We have some processes that can trigger several practically identical PUT attempts simultaneously to the same resource. When this happens, in some cases it results in two or more versions of the same resource where v1 (for instance) has a later or identical lastUpdated-timestamp than v2 (or even v3 in some cases).
When exporting and importing these resources, the import will fail for the affected version IDs. The error messages in the logs are slightly imprecise in these cases. If the lastUpdated timestamps are identical, the error message is 'Failed to import duplicate resource' - however the versionIds differ so they are not exact duplicates. If v1 has a later timestamp than v2 the error message is 'Failed to import resource with version conflict', but the versions do not actually conflict - it is just the lastUpdated timestamps that are inconsistent with the version numbers.
We have a preprocessing step in place before import, so we can fudge the timestamps to make sure all versions are preserved when transferring, and we have an issue in our backlog to make use of transactions / if-match headers to prevent the issue from occuring in the future. I'm still logging this issue here since it does prevent a clean 1-1 migration using export/import for affected datasets.
FHIR Version?
R4
Data provider?
SQL Server
To Reproduce
Steps to reproduce the behavior:
- Have a resource with two versions in the history where the version with the lower version number has a later lastUpdated value than the version with the higher version number.
- Export the resource type containing the affected resource
- Import the result of the export in step 2 to a new server
Expected behavior
All the versions of the resource should be imported to the new server, with identical versionId and lastUpdated fields.
Actual behavior
The versions with lower versionIds and later lastUpdated timestamps will not be imported.
@klimkjar - We recently released a feature enhancement that allows you to insert resources into the FHIR service without specifying the version. The ordering of resources is maintained based on the lastUpdated field value. To use this enhancement, you need to pass the parameter allowNegativeVersions with the value true. For more details, please refer to the import documentation.
Note that ingesting resources with mismatched version IDs and lastUpdated values is not supported by design, as the FHIR service sorts resources based on the lastUpdated field value.
@EXPEkesheth , thank you for your response.

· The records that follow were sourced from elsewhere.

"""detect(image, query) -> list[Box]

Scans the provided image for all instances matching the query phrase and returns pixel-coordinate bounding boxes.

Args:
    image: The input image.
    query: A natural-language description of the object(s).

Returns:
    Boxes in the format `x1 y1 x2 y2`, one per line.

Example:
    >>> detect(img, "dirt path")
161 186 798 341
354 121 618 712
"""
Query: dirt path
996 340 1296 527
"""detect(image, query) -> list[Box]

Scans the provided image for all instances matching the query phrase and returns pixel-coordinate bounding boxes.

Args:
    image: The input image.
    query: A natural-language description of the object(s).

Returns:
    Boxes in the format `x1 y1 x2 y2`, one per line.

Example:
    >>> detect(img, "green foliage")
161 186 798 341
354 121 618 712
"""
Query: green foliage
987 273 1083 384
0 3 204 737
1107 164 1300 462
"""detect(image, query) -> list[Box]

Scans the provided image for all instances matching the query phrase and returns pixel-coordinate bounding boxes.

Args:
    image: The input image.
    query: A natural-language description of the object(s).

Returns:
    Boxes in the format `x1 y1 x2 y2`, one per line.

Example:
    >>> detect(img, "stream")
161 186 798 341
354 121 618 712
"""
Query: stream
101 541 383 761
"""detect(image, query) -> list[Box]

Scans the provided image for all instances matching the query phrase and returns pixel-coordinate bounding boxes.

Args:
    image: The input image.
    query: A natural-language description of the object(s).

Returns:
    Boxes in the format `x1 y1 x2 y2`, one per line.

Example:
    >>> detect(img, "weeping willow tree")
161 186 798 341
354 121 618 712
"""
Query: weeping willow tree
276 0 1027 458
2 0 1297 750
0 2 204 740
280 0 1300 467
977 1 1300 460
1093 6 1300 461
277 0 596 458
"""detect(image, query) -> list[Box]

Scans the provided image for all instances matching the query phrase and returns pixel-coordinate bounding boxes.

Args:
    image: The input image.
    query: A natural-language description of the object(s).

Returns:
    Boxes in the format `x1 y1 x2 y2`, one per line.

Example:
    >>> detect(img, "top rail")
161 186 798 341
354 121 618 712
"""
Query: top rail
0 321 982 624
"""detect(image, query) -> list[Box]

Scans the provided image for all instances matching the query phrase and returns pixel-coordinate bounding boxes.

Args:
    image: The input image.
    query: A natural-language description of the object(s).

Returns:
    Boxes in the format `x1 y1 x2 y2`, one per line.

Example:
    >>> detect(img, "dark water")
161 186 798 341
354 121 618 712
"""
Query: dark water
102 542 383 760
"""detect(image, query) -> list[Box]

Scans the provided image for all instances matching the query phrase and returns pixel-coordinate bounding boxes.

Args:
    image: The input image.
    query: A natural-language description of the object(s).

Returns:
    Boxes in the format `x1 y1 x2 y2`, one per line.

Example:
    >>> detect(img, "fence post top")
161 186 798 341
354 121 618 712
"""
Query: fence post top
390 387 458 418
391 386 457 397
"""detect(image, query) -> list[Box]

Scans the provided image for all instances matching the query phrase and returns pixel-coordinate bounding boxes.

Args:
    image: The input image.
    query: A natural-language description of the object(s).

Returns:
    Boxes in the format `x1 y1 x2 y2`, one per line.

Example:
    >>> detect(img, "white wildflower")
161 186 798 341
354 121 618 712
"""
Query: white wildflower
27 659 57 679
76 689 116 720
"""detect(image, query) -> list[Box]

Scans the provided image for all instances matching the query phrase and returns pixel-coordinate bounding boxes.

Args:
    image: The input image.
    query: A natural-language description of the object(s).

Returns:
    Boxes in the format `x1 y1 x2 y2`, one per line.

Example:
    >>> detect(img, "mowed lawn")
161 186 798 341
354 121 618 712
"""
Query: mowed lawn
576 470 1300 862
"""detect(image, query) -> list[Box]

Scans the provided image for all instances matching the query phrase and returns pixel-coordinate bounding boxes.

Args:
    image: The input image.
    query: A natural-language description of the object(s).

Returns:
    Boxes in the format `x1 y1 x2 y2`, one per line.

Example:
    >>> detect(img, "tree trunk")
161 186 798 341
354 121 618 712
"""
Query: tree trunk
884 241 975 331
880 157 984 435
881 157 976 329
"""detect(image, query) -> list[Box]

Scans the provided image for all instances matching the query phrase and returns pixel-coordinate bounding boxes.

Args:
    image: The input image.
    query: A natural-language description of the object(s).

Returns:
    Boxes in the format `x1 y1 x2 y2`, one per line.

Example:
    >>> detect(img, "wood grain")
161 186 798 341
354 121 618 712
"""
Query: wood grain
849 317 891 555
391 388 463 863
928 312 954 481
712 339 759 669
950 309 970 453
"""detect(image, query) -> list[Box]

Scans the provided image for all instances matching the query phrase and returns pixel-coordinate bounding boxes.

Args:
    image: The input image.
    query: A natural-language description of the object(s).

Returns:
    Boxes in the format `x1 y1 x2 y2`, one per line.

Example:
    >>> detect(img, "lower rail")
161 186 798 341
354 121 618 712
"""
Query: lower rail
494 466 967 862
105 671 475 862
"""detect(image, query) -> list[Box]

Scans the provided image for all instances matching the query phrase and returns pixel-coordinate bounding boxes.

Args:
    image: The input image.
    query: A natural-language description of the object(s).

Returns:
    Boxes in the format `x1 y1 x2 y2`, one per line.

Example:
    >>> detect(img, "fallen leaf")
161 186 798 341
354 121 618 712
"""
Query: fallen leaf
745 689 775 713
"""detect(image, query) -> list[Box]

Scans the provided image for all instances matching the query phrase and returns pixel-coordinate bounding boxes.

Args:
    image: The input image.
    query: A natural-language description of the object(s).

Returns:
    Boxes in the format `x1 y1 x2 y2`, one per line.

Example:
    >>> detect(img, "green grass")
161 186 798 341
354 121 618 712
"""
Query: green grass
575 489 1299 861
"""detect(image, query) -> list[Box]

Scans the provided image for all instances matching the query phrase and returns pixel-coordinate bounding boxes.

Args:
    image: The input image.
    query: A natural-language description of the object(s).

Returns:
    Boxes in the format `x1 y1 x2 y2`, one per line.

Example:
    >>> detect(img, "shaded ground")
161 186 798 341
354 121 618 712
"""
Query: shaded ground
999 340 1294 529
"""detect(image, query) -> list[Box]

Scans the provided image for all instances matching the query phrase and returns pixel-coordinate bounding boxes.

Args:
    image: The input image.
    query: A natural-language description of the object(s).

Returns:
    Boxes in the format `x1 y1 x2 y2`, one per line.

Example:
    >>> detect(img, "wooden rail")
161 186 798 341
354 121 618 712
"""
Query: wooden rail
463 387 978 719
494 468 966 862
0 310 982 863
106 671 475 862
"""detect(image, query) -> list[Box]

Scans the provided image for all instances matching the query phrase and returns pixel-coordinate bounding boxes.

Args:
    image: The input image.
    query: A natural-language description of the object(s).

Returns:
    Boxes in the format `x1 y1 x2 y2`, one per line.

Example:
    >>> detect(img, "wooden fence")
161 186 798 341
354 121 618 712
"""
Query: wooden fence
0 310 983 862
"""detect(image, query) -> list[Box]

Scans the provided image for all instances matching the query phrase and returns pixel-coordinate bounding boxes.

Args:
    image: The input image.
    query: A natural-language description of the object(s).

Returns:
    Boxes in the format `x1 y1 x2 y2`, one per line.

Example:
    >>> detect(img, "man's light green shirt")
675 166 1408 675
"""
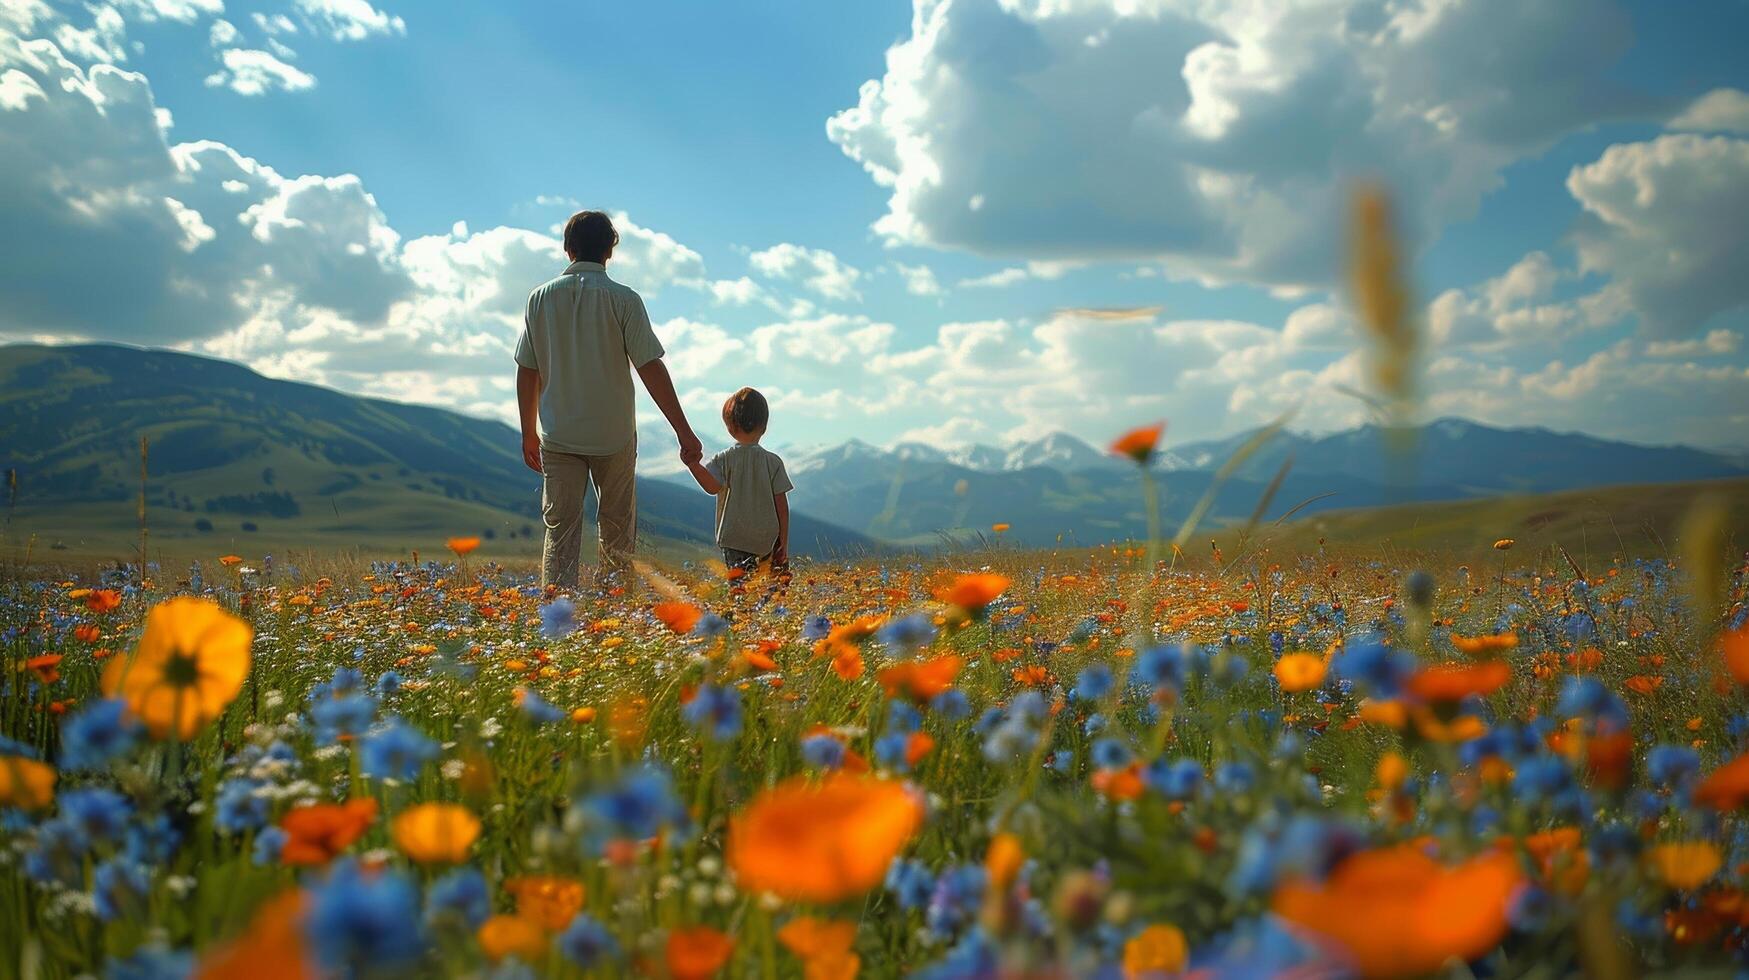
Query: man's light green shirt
514 261 664 456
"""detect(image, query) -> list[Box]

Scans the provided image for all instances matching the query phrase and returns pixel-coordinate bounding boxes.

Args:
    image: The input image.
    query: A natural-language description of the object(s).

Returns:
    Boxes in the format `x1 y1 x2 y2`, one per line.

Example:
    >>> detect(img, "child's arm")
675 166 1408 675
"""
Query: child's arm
772 491 789 565
686 459 721 495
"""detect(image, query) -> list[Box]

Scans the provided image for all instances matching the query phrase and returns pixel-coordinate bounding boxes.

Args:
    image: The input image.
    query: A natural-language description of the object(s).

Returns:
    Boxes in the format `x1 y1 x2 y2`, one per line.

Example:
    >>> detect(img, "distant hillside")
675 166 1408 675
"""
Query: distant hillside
0 344 877 559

Your confirmation that this behaviour is by design supports our plans to tidy up the affected resources and put guards in place to prevent new ones from being created. allowNegativeVersions
is unfortunately not an option for us as we have Provenance records referring to some of the resources, and the targets for these will no longer match if the resource version IDs are changed.
Our planned workaround is to identify all affected resources in our preprocessing stage and reorder the lastUpdated times based on the version numbers, while making sure that every version has a lastUpdated value at least 1ms after the one that came before it. This ensures that the version numbers are kept intact and lastUpdated is still kept close to what it was originally (seeing as all the affected versions were created within a few ms of each other). We're currently testing this approach and results so far are positive.
By the way, we really notice all the love the export / import pipeline has been getting over the past year or so - it is now rock stable and a lot more flexible than it was in the past. Thank you very much for all your efforts on this!